XML2Sequential package

SeqXML is a package that contains several classes to

parse a sequential stream and address the fields as a name/value pair
convert a sequential stream to XML (elements only)
convert a XML file to a sequential stream

In order to parse the stream, the parser needs to have intimate knowledge about the structure of the stream. The structure of the stream must be described with an interface definition.

This document describes

Installation
Introduction to SeqXML package
An example
Syntax of the interface definition
What to do
Known Bugs

Installation

First download the zip file from the sourceforge project page.

The installation is very simple. Install the jar file SeqXML.jar in your classpath. Please verify that you also have Xerces parser (version 1.3.x and up) in your class path.

Test the installation by typing

java com.softwareag.benelux.test.CreateXMLStream <url to employee idl file>. The idl file is included in the zip file and must be placed in a directory that can be reached by your Web server.
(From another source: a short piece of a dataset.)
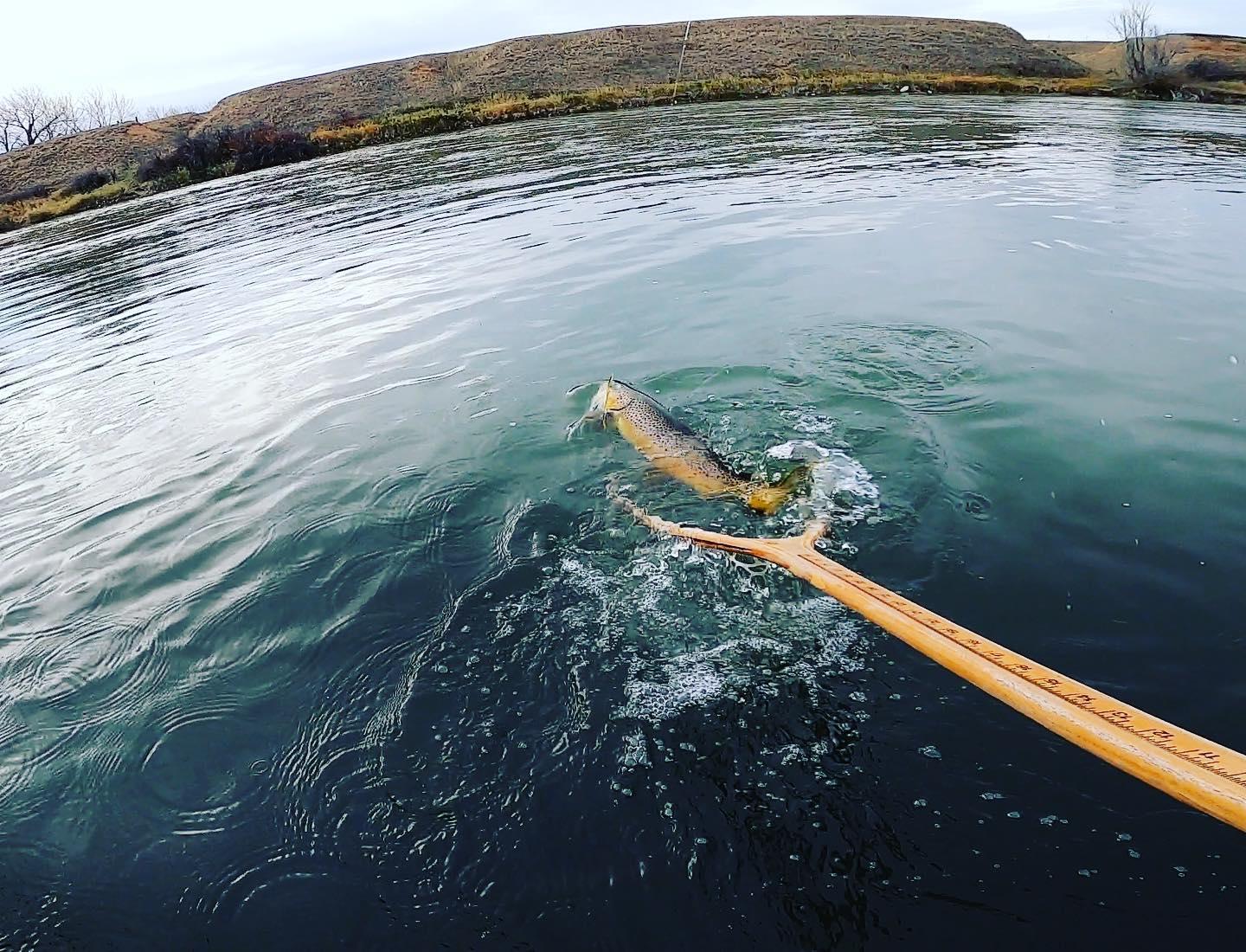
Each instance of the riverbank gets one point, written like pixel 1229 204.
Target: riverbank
pixel 222 153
After executing this test program the result must look as follows

Creating test data ...
de Grijs Rudolf 20-11-1961De Raaf 13 Culemborg 4312DJ 0345 54 41 57 rudolf.de_grijs@softwareag.com
Convert to XML ...
<?xml version="1.0" encoding="UTF-8"?>
<employee><lastname>de Grijs</lastname><firstname>Rudolf</firstname><birthdate>20-11-1961</birthdate><address><street>De Raaf 13</street><city>Culemborg</city><postalcode>4312DJ</postalcode></address><address><street></street><city></city><postalcode></postalcode></address><contact><phone>0345 54 41 57</phone><phone></phone><email>rudolf.de_grijs@softwareag.com</email></contact></employee>
And back again
de Grijs Rudolf 20-11-1961De Raaf 13 Culemborg 4312DJ 0345 54 41 57 rudolf.de_grijs@softwareag.com

Sequential streams have been around for decades. Think for example about work files or a message that is passed between applications. Nowadays XML is the choice to exchange messages between (remote) applications (SOAP is a good example) and the representation independent content.

The SeqXML package is the solution to handle sequential streams.

SeqXML has three major classes

ParseSeqStream
This class is used to parse a sequential stream and address the fields as a name/value pair. But it does not end here. You can also build a stream from scratch or modify an existing stream in the same consistent manner.
SeqToXml
This class converts a sequential stream to a XML stream. Probably you would like to convert the end result to something different. In that case just pick your favorite XSL parser to transform the XML stream.
XmlToSeq
Of course you also need to be able to convert your XML stream back to a sequential stream. That is exactly what XML2Seq does.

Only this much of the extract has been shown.